Le suivi après conisation doit être rigoureux, afin de ne pas méconnaître une lésion récidivante ou une lésion persistante ayant échappé à l'analyse anatomopathologique. "Quatre à six mois après la conisation, on effectue un frottis de contrôle et une colposcopie, puis de nouveau l'année suivante. Si les deux résultats sont normaux, la probabilité de lésion résiduelle ou de récidive est très faible, mais nous recommandons de réaliser un frottis par an pendant les 20 années qui suivent. Les performances de l'association frottis cervico-utérin + test HPV pour le suivi après traitement pour CIN de haut grade sont encore en cours d'évaluation".
LES CANCERS MICRO-INVASIFS ET INVASIFS
La classification des cancers épidermoïdes du col utérin est celle de la Fédération internationale d’Obstétrique et de Gynécologie (FIGO) (encadré 3).
L'examen le plus utile pour le bilan d'extension des cancers du col est l'IRM pelvienne. Elle mesure la taille exacte de la tumeur, évalue le degré d'infiltration des paramètres et des organes voisins, et recherche d'éventuelles adénopathies pelviennes.
En cas de carcinome micro-invasif (stade IA)
Ce diagnostic ne peut être porté qu'après examen d'une pièce de conisation dont les marges se sont révélées saines. La biopsie ne suffit pas. Pour guider la conduite à tenir, l'anatomopathologiste doit également préciser s'il existe un envahissement des espaces lymphovasculaires. "Dans la négative, pour le stade IA1, le risque d'atteinte ganglionnaire est quasi nul (< 0,5 %). Si par contre les espaces lymphovasculaires sont envahis, ce risque s'élève entre 3 et 8 %. Il est donc nécessaire d'aller prélever, généralement sous coelioscopie les relais ganglionnaires pelviens. Si les ganglions sont sains, le traitement peut s'arrêter là. Dans le cas contraire, il faut réaliser une hystérectomie élargie aux paramètres. Si la coupe n'est pas in sano, il est recommandé de faire une seconde conisation afin de compléter le diagnostic. Pour les stades IA2, nous préconisons de vérifier l'état des ganglions, qu'il y ait ou non un envahissement des espaces lymphovasculaires sur la pièce de conisation".
En cas de cancer invasif
Le traitement dépend du stade de la tumeur et du statut ganglionnaire. Pour un même stade, plusieurs variantes thérapeutiques sont possibles, et un référentiel a été élaboré par la Société française d'oncologie gynécologique (5).

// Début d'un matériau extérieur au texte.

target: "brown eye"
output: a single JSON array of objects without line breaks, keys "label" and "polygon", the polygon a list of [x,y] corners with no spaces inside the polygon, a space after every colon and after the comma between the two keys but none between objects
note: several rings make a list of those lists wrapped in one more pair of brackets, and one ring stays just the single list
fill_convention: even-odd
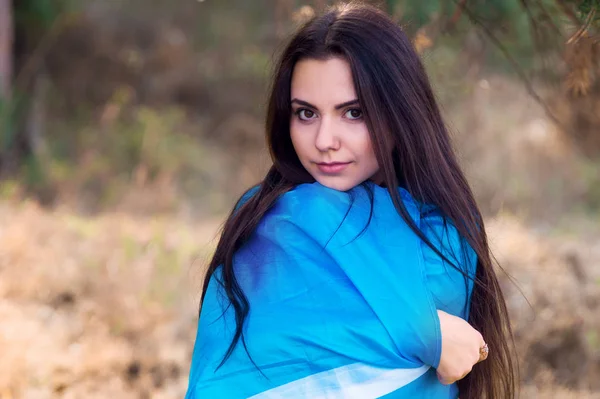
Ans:
[{"label": "brown eye", "polygon": [[299,109],[297,114],[298,117],[304,121],[313,119],[315,117],[315,113],[310,109]]},{"label": "brown eye", "polygon": [[352,108],[346,111],[346,118],[348,119],[360,119],[362,118],[362,111],[357,108]]}]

Pour les stades IA2 et les cancers localement peu avancés (IB1), la chirurgie constitue habituellement le traitement de 1ère intention. Il s'agit d'une hystérectomie élargie aux paramètres à laquelle on associe une lymphadénectomie pelvienne. Le statut ganglionnaire détermine ensuite la nécessité d'une radiothérapie adjuvante. La radiothérapie et/ou la curiethérapie endocavitaire utéro-vaginale de 1ère intention sont des options possibles.

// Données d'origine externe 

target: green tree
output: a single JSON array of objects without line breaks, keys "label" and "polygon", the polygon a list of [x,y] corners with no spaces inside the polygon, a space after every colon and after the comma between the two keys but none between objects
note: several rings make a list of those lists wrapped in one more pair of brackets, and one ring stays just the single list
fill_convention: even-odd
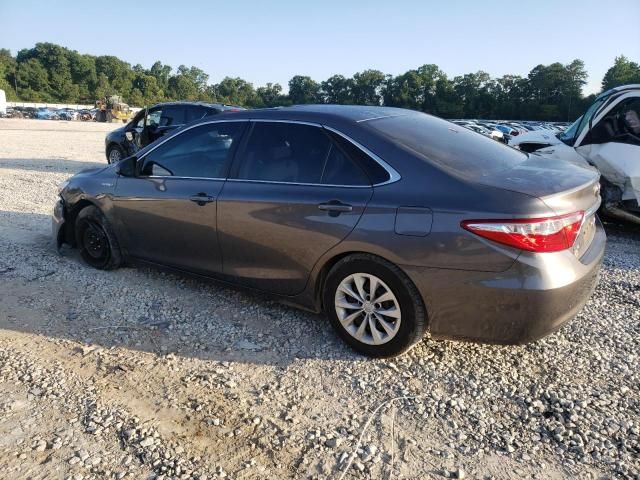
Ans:
[{"label": "green tree", "polygon": [[171,70],[172,68],[169,65],[163,65],[162,62],[156,62],[149,69],[149,75],[155,77],[158,85],[163,90],[166,90],[169,86]]},{"label": "green tree", "polygon": [[495,109],[494,82],[487,72],[479,71],[455,77],[452,82],[465,117],[491,118]]},{"label": "green tree", "polygon": [[204,91],[207,87],[207,81],[209,80],[209,75],[198,67],[187,68],[184,65],[180,65],[178,67],[178,75],[189,78],[200,92]]},{"label": "green tree", "polygon": [[518,75],[503,75],[495,80],[492,89],[495,98],[493,118],[520,118],[527,95],[527,79]]},{"label": "green tree", "polygon": [[34,48],[23,49],[18,52],[18,63],[37,60],[47,73],[46,94],[49,100],[63,102],[72,98],[77,89],[73,88],[71,68],[69,65],[70,51],[53,43],[37,43]]},{"label": "green tree", "polygon": [[49,89],[47,69],[36,58],[19,63],[17,76],[20,99],[33,102],[49,102],[53,96]]},{"label": "green tree", "polygon": [[324,103],[340,105],[353,103],[353,79],[343,75],[333,75],[320,84]]},{"label": "green tree", "polygon": [[[111,91],[108,92],[108,95],[117,94],[124,97],[125,100],[127,99],[134,77],[130,64],[112,55],[102,55],[96,57],[96,73],[98,77],[104,75],[109,80]],[[94,96],[96,98],[102,97],[97,91]]]},{"label": "green tree", "polygon": [[256,90],[256,107],[275,107],[282,105],[282,86],[279,83],[267,83],[264,87]]},{"label": "green tree", "polygon": [[613,66],[604,74],[602,90],[630,83],[640,83],[640,65],[630,61],[624,55],[620,55],[616,57]]},{"label": "green tree", "polygon": [[95,99],[106,98],[113,95],[113,88],[109,83],[109,78],[104,73],[98,74],[98,81],[96,82],[93,95]]},{"label": "green tree", "polygon": [[437,77],[432,101],[431,113],[435,115],[444,118],[460,118],[463,115],[463,105],[453,88],[453,82],[446,75]]},{"label": "green tree", "polygon": [[132,86],[133,89],[128,98],[131,105],[141,107],[161,102],[164,99],[164,91],[153,75],[147,75],[144,72],[137,73]]},{"label": "green tree", "polygon": [[78,89],[76,101],[93,103],[95,100],[93,94],[98,84],[95,57],[91,55],[80,55],[75,51],[70,52],[69,67],[71,69],[71,80]]},{"label": "green tree", "polygon": [[365,70],[353,76],[351,86],[354,103],[381,105],[387,77],[380,70]]},{"label": "green tree", "polygon": [[320,102],[320,85],[318,82],[302,75],[289,80],[289,99],[293,104]]},{"label": "green tree", "polygon": [[253,85],[242,78],[225,77],[214,88],[218,102],[251,106],[257,103]]},{"label": "green tree", "polygon": [[17,100],[15,90],[16,59],[6,48],[0,48],[0,89],[4,90],[7,100]]},{"label": "green tree", "polygon": [[[145,102],[144,94],[137,88],[133,88],[129,94],[128,103],[134,107],[143,107],[147,105]],[[153,103],[153,102],[152,102]]]},{"label": "green tree", "polygon": [[[226,77],[209,84],[209,76],[196,66],[177,70],[157,61],[146,69],[131,66],[112,55],[86,55],[52,43],[37,43],[15,58],[0,49],[0,88],[9,99],[66,103],[93,103],[120,95],[131,105],[164,100],[205,100],[247,107],[291,103],[389,105],[451,117],[572,120],[592,102],[584,97],[587,80],[584,62],[537,65],[522,78],[491,78],[483,71],[449,79],[434,64],[397,76],[364,70],[353,77],[333,75],[318,83],[296,75],[289,94],[279,84],[258,89],[242,78]],[[603,88],[640,83],[640,66],[619,56],[603,79]],[[17,91],[16,87],[17,86]]]},{"label": "green tree", "polygon": [[385,105],[438,114],[438,91],[451,96],[447,75],[437,65],[422,65],[387,82]]},{"label": "green tree", "polygon": [[198,85],[189,75],[179,73],[169,78],[167,94],[170,99],[198,100],[200,93]]}]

Une technique chirurgicale particulière est la trachélectomie élargie, qui consiste à enlever la totalité du col utérin (et pas seulement une partie comme dans la conisation) et les paramètres. Associée à une lymphadénectomie pelvienne per-cœlioscopique, cette méthode conservatrice s'adresse à certaines tumeurs de stade IB1 de moins de 2 cm, sans atteinte ganglionnaire. Elle permet de préserver la fertilité. Un cerclage est posé dès la fin de l'intervention.
Pour les cancers localement évolués, c'est-à-dire dès le stade IB2, ou en cas d'atteinte ganglionnaire ou de métastases à distance, on commence généralement par une radiochimiothérapie néoadjuvante, après quoi on réalise une exérèse chirurgicale sur le reliquat. Les médicaments de chimiothérapie sont utilisés en monothérapie ou en association : sels de platine, alkylants, bléomycine, paclitaxel, gemcitabine, vinorelbine, topotécan, irinotécan.
La surveillance après traitement a lieu tous les 4 mois pendant 2 ans, puis tous les 6 mois pendant 3 ans, puis annuellement (5).